There are some, though, who don't think the question is as important as it's played up.
Jerry Taylor, an economist at the libertarian Cato Institute, says high oil has some effect on consumer behavior but does not drive the economy as a whole.
"You'd actually find it difficult to find many economists who think energy price increases are capable of setting off inflation," Taylor says. "I don't think gasoline prices or oil prices are quite the macroeconomic threat that some people once thought."
Perhaps not, but they certainly have been the single biggest driver in the stock market for the past three months. As oil prices have gained stocks have retreated and vice versa. It has posed a dilemma for investors.
"In the short term I don't see any positive feeling here," Kresh says. "That doesn't mean I'm not buying. I still think the market has a higher probability of a decline now and more of a correction, and a recession is probable."
There continue to be a number of risks to the upside for oil, primarily geopolitical tensions and supply disruptions that could keep pushing gas prices into the stratosphere.
Sean Brodrick, an analyst with Weiss Research who writes and blogs on energy issues for online newsletter moneyandmarkets.com, says supply problems in the Gulf of Mexico could be especially troubling.

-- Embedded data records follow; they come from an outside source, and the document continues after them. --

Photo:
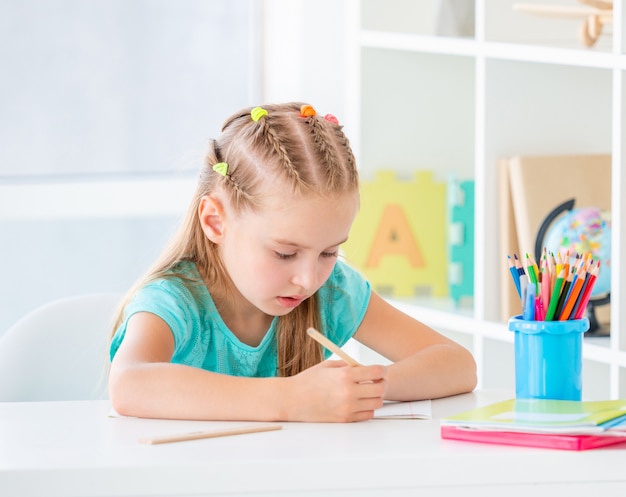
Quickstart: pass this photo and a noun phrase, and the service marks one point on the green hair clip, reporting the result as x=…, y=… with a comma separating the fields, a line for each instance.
x=221, y=168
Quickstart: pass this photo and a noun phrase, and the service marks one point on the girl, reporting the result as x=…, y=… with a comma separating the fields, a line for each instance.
x=217, y=329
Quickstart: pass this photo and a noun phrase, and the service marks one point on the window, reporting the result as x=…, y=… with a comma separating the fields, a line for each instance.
x=107, y=106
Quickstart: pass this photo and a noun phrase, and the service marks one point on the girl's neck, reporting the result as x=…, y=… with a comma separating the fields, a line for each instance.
x=245, y=321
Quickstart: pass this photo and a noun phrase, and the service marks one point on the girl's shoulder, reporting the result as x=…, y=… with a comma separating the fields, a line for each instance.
x=345, y=278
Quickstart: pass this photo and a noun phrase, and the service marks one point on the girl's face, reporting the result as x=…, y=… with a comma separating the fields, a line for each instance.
x=283, y=254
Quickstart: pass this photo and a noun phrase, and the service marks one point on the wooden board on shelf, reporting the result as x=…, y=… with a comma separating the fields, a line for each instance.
x=536, y=185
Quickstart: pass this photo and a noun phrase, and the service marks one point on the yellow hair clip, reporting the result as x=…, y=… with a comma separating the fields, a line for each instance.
x=221, y=168
x=257, y=113
x=307, y=111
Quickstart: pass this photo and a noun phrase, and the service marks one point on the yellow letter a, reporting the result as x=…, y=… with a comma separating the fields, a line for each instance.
x=394, y=236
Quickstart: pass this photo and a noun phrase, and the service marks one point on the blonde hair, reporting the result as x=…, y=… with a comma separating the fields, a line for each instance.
x=288, y=145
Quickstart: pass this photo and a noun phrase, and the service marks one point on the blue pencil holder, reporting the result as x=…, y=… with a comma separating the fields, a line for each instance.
x=548, y=358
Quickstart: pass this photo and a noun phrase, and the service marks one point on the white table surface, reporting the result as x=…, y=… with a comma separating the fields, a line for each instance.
x=76, y=449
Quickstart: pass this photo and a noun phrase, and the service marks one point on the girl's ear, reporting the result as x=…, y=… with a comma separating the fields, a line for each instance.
x=211, y=214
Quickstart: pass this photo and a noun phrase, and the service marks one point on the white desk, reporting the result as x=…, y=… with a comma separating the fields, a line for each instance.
x=71, y=449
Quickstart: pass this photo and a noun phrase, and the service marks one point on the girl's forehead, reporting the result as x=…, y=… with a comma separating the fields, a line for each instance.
x=310, y=216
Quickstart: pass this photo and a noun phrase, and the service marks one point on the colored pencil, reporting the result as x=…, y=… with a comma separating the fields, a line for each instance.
x=573, y=296
x=587, y=291
x=515, y=275
x=556, y=293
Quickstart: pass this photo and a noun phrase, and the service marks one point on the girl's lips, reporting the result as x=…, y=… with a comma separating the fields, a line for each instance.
x=290, y=302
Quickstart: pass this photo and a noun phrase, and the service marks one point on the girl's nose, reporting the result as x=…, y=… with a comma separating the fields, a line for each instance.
x=305, y=276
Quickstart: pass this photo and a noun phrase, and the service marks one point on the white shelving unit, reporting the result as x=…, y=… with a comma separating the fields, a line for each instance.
x=521, y=85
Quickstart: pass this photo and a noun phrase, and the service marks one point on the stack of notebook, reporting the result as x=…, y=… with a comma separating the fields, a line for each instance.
x=557, y=424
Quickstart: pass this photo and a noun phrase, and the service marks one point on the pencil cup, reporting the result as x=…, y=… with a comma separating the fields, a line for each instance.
x=548, y=358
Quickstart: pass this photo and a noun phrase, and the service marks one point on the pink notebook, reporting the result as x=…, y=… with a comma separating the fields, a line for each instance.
x=545, y=440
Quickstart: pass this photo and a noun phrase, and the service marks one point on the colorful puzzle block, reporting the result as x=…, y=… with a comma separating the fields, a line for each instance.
x=461, y=239
x=398, y=240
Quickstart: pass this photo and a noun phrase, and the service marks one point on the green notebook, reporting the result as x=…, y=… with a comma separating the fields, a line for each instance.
x=544, y=416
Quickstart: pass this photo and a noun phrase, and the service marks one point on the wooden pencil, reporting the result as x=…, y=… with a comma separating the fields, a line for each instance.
x=196, y=435
x=326, y=343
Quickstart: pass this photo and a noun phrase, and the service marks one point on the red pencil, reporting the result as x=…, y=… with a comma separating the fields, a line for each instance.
x=584, y=300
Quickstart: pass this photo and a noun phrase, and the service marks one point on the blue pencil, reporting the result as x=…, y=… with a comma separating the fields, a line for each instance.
x=515, y=275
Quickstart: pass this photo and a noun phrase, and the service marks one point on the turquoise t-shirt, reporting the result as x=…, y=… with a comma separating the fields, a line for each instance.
x=201, y=338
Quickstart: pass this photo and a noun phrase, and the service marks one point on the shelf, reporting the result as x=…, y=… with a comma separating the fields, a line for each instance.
x=492, y=50
x=521, y=86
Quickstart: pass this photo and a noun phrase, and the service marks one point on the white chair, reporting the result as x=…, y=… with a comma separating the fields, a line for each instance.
x=58, y=351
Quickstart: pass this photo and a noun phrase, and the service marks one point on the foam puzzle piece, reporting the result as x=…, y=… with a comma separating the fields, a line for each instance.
x=460, y=239
x=398, y=240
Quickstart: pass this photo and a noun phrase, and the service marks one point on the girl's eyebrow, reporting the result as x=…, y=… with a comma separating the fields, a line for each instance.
x=290, y=243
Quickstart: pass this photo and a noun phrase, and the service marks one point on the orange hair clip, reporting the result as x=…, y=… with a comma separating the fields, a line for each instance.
x=307, y=111
x=257, y=113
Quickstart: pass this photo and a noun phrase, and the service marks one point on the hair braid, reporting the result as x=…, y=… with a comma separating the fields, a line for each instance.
x=273, y=139
x=325, y=148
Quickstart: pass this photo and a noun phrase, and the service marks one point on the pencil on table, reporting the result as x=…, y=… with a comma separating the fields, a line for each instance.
x=327, y=344
x=197, y=435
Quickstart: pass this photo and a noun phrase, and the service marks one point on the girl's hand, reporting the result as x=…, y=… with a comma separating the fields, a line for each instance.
x=332, y=391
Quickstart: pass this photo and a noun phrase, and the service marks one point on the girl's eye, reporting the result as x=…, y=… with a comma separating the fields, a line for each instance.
x=285, y=256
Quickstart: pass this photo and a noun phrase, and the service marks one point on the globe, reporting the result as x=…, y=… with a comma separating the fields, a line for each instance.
x=585, y=230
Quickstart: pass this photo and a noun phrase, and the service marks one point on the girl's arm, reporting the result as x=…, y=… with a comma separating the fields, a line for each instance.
x=426, y=365
x=143, y=383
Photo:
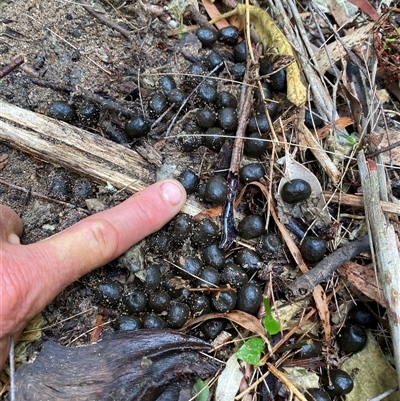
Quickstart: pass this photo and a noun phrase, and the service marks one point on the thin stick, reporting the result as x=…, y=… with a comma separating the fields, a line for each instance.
x=11, y=66
x=187, y=99
x=12, y=369
x=124, y=32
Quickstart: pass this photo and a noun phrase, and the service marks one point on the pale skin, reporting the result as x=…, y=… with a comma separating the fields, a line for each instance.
x=31, y=276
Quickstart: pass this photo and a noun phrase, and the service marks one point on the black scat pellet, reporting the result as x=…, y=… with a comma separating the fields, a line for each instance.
x=181, y=227
x=226, y=99
x=61, y=110
x=207, y=93
x=214, y=256
x=136, y=302
x=167, y=83
x=248, y=259
x=153, y=276
x=272, y=108
x=352, y=338
x=312, y=120
x=240, y=52
x=158, y=103
x=258, y=123
x=154, y=322
x=361, y=315
x=316, y=394
x=216, y=190
x=209, y=277
x=224, y=301
x=159, y=243
x=211, y=328
x=128, y=323
x=190, y=180
x=178, y=315
x=190, y=267
x=159, y=301
x=137, y=127
x=238, y=71
x=191, y=141
x=295, y=191
x=200, y=304
x=249, y=298
x=214, y=60
x=207, y=36
x=341, y=382
x=313, y=249
x=227, y=118
x=88, y=113
x=176, y=96
x=109, y=292
x=206, y=118
x=205, y=232
x=251, y=172
x=270, y=244
x=229, y=35
x=310, y=350
x=234, y=275
x=59, y=186
x=255, y=145
x=196, y=73
x=266, y=90
x=214, y=138
x=252, y=226
x=276, y=80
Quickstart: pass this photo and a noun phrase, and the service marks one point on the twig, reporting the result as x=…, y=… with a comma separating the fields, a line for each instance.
x=124, y=32
x=385, y=244
x=187, y=99
x=38, y=195
x=11, y=66
x=304, y=285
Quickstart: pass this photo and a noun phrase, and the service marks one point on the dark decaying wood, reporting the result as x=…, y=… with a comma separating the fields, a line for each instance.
x=136, y=365
x=85, y=153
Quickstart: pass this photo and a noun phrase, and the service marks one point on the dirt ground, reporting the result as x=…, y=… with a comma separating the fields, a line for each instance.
x=64, y=44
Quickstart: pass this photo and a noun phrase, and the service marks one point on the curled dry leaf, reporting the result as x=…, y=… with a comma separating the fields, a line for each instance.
x=313, y=208
x=272, y=38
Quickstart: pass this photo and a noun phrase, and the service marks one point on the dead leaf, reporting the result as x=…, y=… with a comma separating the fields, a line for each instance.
x=229, y=380
x=272, y=38
x=3, y=160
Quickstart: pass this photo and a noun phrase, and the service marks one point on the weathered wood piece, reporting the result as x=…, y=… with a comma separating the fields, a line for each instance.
x=87, y=154
x=386, y=248
x=136, y=365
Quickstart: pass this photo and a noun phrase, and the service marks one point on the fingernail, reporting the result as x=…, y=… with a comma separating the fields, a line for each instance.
x=172, y=193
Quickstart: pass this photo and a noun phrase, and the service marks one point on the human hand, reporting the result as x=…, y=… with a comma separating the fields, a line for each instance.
x=32, y=275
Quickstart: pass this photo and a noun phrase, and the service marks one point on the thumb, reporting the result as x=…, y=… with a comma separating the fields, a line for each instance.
x=102, y=237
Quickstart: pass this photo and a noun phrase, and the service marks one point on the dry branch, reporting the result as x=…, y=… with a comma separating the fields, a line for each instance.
x=386, y=249
x=85, y=153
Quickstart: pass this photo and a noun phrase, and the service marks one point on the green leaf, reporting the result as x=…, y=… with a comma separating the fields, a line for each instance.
x=270, y=324
x=201, y=390
x=251, y=351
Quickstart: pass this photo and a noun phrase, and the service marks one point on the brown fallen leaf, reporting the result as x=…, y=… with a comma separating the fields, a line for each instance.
x=3, y=160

"The drop we're seeing in crude inventories build may be telling us that things are even worse in Mexico than the April numbers told us," Brodrick says. "Yeah, we could get to $5 gasoline by the Fourth of July."
He says that if the government continues not to act on the oil situation by implementing serious conservation measures, the problems will only get worse.
"Our government is acting as if this is not a crisis, that it's just a short-term temporary problem," he says. "No, it's a crisis and we have to deal with it."